Now i clearly understand! I asked many about this matter and none answered to me including the GL of my country. 
You are very kind, thank you so much again!


----------



## bro.william (Jul 9, 2019)

My pleasure.


----------



## Glen Cook (Jul 9, 2019)

bro.william said:


> I am sure that, for Albanians and Serbians, the matter feels very political.  The history of religious and political divisions in Kosovo goes back centuries, and there is strong feeling.  You will know better than I do how complex it is.  I'm sure it is not easy for Albanians and Serbs to sit in a lodge together in Kosovo.
> 
> However, the UGLE's only concern is jurisdiction, and this is not a matter of taking sides in a religious/political conflict.
> 
> ...


And, I would add, Albania reportedly gave an agreement not to put lodges there.

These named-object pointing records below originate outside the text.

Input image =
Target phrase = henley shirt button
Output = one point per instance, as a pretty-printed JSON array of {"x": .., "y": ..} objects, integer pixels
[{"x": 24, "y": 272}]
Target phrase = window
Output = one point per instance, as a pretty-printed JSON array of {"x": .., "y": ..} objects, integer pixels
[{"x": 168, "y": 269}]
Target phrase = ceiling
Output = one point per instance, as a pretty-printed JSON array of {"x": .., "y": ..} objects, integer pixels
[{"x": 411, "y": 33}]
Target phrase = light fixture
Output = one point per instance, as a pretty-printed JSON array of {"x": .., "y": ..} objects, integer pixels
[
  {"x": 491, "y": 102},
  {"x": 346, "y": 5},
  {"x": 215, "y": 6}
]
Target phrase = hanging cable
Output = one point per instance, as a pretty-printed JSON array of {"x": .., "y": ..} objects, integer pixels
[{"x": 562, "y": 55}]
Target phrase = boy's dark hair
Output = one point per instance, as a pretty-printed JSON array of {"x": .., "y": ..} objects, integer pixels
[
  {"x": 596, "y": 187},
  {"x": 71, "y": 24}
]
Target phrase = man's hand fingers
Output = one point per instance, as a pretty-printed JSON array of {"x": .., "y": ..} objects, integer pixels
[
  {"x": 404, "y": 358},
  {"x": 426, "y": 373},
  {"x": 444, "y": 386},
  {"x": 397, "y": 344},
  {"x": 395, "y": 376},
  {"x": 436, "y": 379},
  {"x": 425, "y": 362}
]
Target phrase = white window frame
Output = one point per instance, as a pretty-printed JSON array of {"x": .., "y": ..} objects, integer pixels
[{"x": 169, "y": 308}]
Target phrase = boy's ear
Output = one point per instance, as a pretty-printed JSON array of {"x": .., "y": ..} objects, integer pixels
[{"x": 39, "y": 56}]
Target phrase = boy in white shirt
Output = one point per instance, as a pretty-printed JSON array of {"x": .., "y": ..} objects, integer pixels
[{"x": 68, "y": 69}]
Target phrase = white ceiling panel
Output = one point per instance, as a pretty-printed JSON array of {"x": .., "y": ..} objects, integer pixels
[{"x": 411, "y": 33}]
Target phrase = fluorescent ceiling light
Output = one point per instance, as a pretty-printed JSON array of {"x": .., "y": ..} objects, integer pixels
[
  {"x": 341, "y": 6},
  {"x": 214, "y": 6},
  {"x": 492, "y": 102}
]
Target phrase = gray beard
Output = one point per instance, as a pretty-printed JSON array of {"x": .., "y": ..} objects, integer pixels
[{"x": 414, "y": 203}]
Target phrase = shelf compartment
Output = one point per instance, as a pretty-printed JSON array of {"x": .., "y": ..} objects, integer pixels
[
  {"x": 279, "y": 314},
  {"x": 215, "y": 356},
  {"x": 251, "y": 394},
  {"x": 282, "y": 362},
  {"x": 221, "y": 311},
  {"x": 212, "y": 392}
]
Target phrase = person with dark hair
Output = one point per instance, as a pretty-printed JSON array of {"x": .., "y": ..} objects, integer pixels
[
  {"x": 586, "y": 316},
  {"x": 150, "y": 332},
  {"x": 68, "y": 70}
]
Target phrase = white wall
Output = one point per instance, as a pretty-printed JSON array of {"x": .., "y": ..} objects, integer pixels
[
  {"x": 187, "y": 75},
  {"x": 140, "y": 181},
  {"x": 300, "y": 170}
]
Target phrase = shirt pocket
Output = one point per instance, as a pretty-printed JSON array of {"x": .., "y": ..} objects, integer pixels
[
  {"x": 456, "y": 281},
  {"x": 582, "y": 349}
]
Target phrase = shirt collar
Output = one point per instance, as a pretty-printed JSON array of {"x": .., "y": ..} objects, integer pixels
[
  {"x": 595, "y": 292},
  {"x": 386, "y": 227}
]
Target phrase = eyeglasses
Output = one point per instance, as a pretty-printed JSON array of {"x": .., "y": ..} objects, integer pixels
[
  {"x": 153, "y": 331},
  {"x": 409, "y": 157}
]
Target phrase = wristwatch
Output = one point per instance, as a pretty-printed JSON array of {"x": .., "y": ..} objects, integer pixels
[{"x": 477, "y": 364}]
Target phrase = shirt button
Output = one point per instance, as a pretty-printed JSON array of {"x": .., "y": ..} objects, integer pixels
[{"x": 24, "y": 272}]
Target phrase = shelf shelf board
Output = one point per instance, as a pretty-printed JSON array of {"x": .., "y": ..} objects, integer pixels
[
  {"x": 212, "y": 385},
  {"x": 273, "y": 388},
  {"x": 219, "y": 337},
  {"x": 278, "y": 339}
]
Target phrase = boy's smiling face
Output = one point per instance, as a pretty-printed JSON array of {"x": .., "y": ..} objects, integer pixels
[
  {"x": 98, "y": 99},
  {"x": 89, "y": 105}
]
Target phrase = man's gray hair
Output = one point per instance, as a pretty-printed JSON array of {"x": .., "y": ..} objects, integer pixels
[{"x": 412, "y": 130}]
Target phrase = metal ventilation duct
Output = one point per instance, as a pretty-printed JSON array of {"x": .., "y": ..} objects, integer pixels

Then, when  it was found they did, the covertly opened another lodge. When the representative of that GL was confronted, he didn’t deny the agreement, but would only state it was minuted.


----------



## bashkim (Jul 10, 2019)

Glen Cook said:


> And, I would add, Albania reportedly gave an agreement not to put lodges there. Then, when  it was found they did, the covertly opened another lodge. When the representative of that GL was confronted, he didn’t deny the agreement, but would only state it was minuted.


 
I really dont know how to feel about what they did. I mean they agreed not to open other Lodges in Kosovo but they later they did. Irresponsible I would say.


----------



## Warrior1256 (Jul 17, 2019)

Mike Martin said:


> I think it is time for you to stop trying to "research" Freemasonry using the Internet as it doesn't really work that way, mainly because as a non-Mason you will never understand what is going on when you read things.


Very true! A non-Mason cruising the internet for info on Masonry is liable to end up thinking that we are in cahoots with the shape shifting lizard aliens trying to take over the world, lol.


----------



## bashkim (Jul 20, 2019)

Warrior1256 said:


> Very true! A non-Mason cruising the internet for info on Masonry is liable to end up thinking that we are in cahoots with the shape shifting lizard aliens trying to take over the world, lol.



Hello, the purpose that i read some stuff on the internet is not to pre-judge since conspiracy theories are not my favourite 
From the things that i read i chose only few to give my time for. Moreover, i really dont know what is going on with the lodges in my country.


----------